Some Democrats have tried to portray President Bush’s insistence on a vote before the midterm as an exercise in political exploitation: Because of potential electoral vulnerability, Democrats were less willing to oppose Mr. Bush. Interesting argument, but does anybody really think the outcome of the vote would have been much different the third week of November from the second week of October? For example, even if the calculation of potential future Democratic presidential candidates in the Senate was in some measure political, it had nothing to do with the midterm election: They were hunting bigger game.
And to say that some Democrats offered support only under duress because of the potential wrath of voters is to miss two relevant facts: Not all Democrats who opposed the war did so at no political risk, and they deserve credit for taking an unpopular stand that some of their colleagues were apparently too fearful to emulate. Second, and this is the key point, the conclusion that opposing the authorization to use force could get you into political trouble was based on the factual premise that most Americans thought using force against Saddam was a good idea. If they hadn’t, they would probably have found some way to make that point around the midterm elections. Democrats would have picked up any serious currents of opposition in opinion polling, and they likely would have seized on it, if only to make a record for the future.
So that’s the first conclusion not to be missed: Toppling the Saddam regime seemed like a good idea to most people at the time. All those weapons of mass destruction were very worrying indeed.
Which takes us to the second election, 2004, by which time it was clear that there were no WMD stocks in anything like the quantity suggested in descriptions of the prewar intelligence. There were two possible explanations for the erroneousness of the alarming prewar assessments, neither of which was favorable to the Bush administration. The first was that the intelligence was simply and massively wrong. Second and worse was the possibility that the administration deliberately distorted the intelligence or pressured those charged with making assessment to reach the conclusion senior officials demanded.
It’s not as if, by 2004, people were unacquainted with both possibilities. To me, the interesting question posed by the election was whether Americans would grant a second term to a president who had led the nation to war having misstated the key reason for going. They would, as it happened, perhaps because they would not validate the left’s claim that the administration was lying.
That’s the background for the 2006 vote bringing Democrats to power in Congress in an election in which Democratic candidates and the national party focused on Iraq. Yes, it is quite right to conclude that Americans are now very frustrated by Iraq. But they had an opportunity to give an indication of reluctance to go to war in 2002, and they did not. And they had an opportunity to repudiate going to war in 2004, and they did not.
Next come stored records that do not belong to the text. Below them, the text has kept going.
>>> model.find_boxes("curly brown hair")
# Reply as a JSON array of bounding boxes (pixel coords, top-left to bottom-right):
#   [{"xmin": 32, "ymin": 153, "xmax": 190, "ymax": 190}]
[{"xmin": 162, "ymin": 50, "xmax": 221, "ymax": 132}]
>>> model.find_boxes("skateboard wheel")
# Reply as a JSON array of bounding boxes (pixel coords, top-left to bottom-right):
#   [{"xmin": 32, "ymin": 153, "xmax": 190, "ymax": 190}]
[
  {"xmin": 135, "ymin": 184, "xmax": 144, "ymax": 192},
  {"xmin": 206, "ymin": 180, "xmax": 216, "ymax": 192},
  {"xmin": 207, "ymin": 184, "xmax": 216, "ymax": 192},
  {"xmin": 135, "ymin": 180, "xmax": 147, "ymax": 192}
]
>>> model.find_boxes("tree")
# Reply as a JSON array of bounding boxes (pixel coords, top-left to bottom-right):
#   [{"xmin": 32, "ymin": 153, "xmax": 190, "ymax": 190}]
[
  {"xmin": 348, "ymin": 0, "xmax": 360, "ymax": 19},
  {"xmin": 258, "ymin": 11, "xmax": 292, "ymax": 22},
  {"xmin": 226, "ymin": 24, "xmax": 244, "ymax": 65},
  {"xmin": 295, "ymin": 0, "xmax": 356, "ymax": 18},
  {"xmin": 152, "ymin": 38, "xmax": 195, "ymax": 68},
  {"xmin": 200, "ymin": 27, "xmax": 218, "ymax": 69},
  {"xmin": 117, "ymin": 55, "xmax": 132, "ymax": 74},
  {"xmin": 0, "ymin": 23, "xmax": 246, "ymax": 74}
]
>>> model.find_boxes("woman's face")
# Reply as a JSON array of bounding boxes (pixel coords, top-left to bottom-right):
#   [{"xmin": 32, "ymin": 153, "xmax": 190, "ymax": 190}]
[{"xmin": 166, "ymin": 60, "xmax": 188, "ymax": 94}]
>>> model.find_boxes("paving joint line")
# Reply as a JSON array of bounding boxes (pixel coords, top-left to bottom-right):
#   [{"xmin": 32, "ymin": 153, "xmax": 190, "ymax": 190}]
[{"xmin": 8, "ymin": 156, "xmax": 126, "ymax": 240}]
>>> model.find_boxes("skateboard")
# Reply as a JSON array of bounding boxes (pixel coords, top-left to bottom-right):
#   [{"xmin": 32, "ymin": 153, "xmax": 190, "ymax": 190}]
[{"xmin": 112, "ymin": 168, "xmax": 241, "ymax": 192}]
Their frustration is accordingly with the lack of progress between 2004 and now.
In sum, if people think the whole thing was a mistake, which I have no doubt many people do, they acknowledge that the mistake was not just the responsibility of others but their own as well, for supporting what has not turned out well. They have had plenty of opportunities to blame someone: “Bush lied. People died.” And they have not chosen to do so. Nor has their been any shortage of volunteers to accept the accolades and garlands they see as their due for having been right all along. Yet they are stuck with the honors they bestow upon themselves.
If, in the view of many people, going to war in Iraq wasn’t worth it because the war is going badly, it does not follow that they have concluded that the people who opposed it were right all along and that the opponents are therefore the best future custodians of all such questions. The judgments people are making are a little more refined than that.